Atenção: precisamos ser eficazes também nas escolhas das perguntas (respostas certas para perguntas erradas, não são úteis).
- Quais são as tarefas que devem ser corretamente realizadas?
- Em qual ordem (sequenciamento) essas tarefas devem ser executadas?
- Em quanto tempo (duração) essas tarefas precisam ser executadas?
- Quais recursos (matéria-prima e suprimentos) estas tarefas devem consumir?
- Quais recursos (equipamentos, aplicações, ferramentas, métodos) estas tarefas devem utilizar?
- Quem (profissionais) deve executar cada uma destas tarefas?
- Como estes profissionais estão executando estas tarefas (com qual duração? em qual sequência? está havendo desperdícios?)
- Como estão sendo orquestradas as centenas de tarefas que precisam ser executadas a tempo e com máxima eficiência para que os bons resultados do negócio sejam mantidos os alcançados e mantidos?
Na hipótese de a organização possuir respostas para essas perguntas onde elas estão registradas? Como são acessadas? Como são atualizadas? Como são protegidas?
Qual o risco para a organização se essas respostas estiverem na posse de alguns poucos profissionais “heróis”, aqueles colaboradores que têm muito tempo de casa, que conhece o “jeito” das coisas na organização. Nada mais arriscado, não?

Não há como garantir que as pessoas estarão sempre à disposição da organização, sempre saudáveis, sempre querendo contribuir, sempre fazendo as coisas da melhor forma possível. E não há nada de errado com isso. O trabalho é para a grande maioria de nós um meio e não um fim em si.
Cabe aos que dirigem a organização garantir os meios e recursos para que estas respostas sejam encontradas e para transformar estas respostas em conhecimento e práticas no dia a dia da organização.
O que estamos dizendo é que muitas organizações, garantem a matéria-prima, os insumos, os equipamentos, a infraestrutura e os profissionais necessários para que as tarefas sejam realizadas e transferem a responsabilidade da elaboração e monitoração de um método (como fazer) para os colaboradores, com todos os riscos ao negócio que essa postura propicia.

É urgente que passemos a tratar com o mesmo grau de prioridade e importância a gestão do desempenho operacional com tratamos a gestão do desempenho estratégico.

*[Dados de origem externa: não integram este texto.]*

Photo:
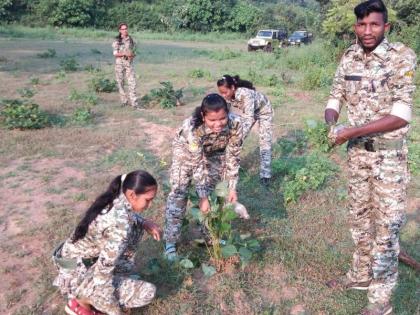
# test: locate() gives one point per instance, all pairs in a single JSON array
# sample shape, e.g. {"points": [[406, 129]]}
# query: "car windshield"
{"points": [[298, 34], [264, 34]]}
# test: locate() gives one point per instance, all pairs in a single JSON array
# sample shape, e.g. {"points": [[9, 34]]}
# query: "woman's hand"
{"points": [[232, 196], [204, 205], [153, 229]]}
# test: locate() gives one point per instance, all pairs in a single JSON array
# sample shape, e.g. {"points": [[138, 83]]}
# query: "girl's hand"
{"points": [[232, 196], [153, 229], [204, 205]]}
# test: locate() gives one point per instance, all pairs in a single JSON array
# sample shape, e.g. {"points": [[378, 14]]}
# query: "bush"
{"points": [[50, 53], [19, 114], [165, 96], [101, 84], [69, 64]]}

Realizamos reuniões periódicas para avaliar e deliberar sobre o desempenho estratégico e precisamos destas mesmas práticas para discutir o desempenho o operacional.
O desempenho da organização, das equipes e dos indivíduos devem ser avaliados a partir de uma bem balanceada “cesta” de indicadores de desempenho composta de indicadores de desempenho estratégico e indicadores de desempenho operacional. Desta forma poderemos ter certeza de que as duas colunas que sustentam o sucesso no longo prazo estejam equilibradas.
- Precisamos ser capazes de identificar os pontos de gargalos (componente que limita o desempenho ou a capacidade de todo um sistema) que impedem que o fluxo de trabalho “corra” na velocidade máxima possível.
- Precisamos garantir o sincronismo entre as milhares de tarefas que ocorrem no dia a dia da organização evitando assim ociosidade (desperdício de recursos) e atrasos.
- Precisamos saber quem está executando as tarefas na organização e como estas tarefas estão sendo executadas.
- Precisamos evitar o desbalanceamento da carga de trabalho entre os envolvidos da execução das tarefas (poucos fazem muito e muitos fazem pouco).
- Precisamos monitorar e evitar os retrabalhos (retrabalho é custo) e os esquecimentos. Os esquecimentos atrasam os fluxos e muitas vezes podem significar multas e juros.
- Precisamos evitar a manipulação excessiva e desnecessária de documentos impressos.
- Precisamos tornar a organização protagonista na elaboração e posse dos métodos que levam a execução correta das tarefas.
Você acredita que na organização que você atua, estes dois pontos de sustentação do sucesso do negócio estão equilibrados ou sente que um está mais fortalecido que o outro?
O que você está fazendo para manter o equilíbrio entre a eficácia e a eficiência na sua organização?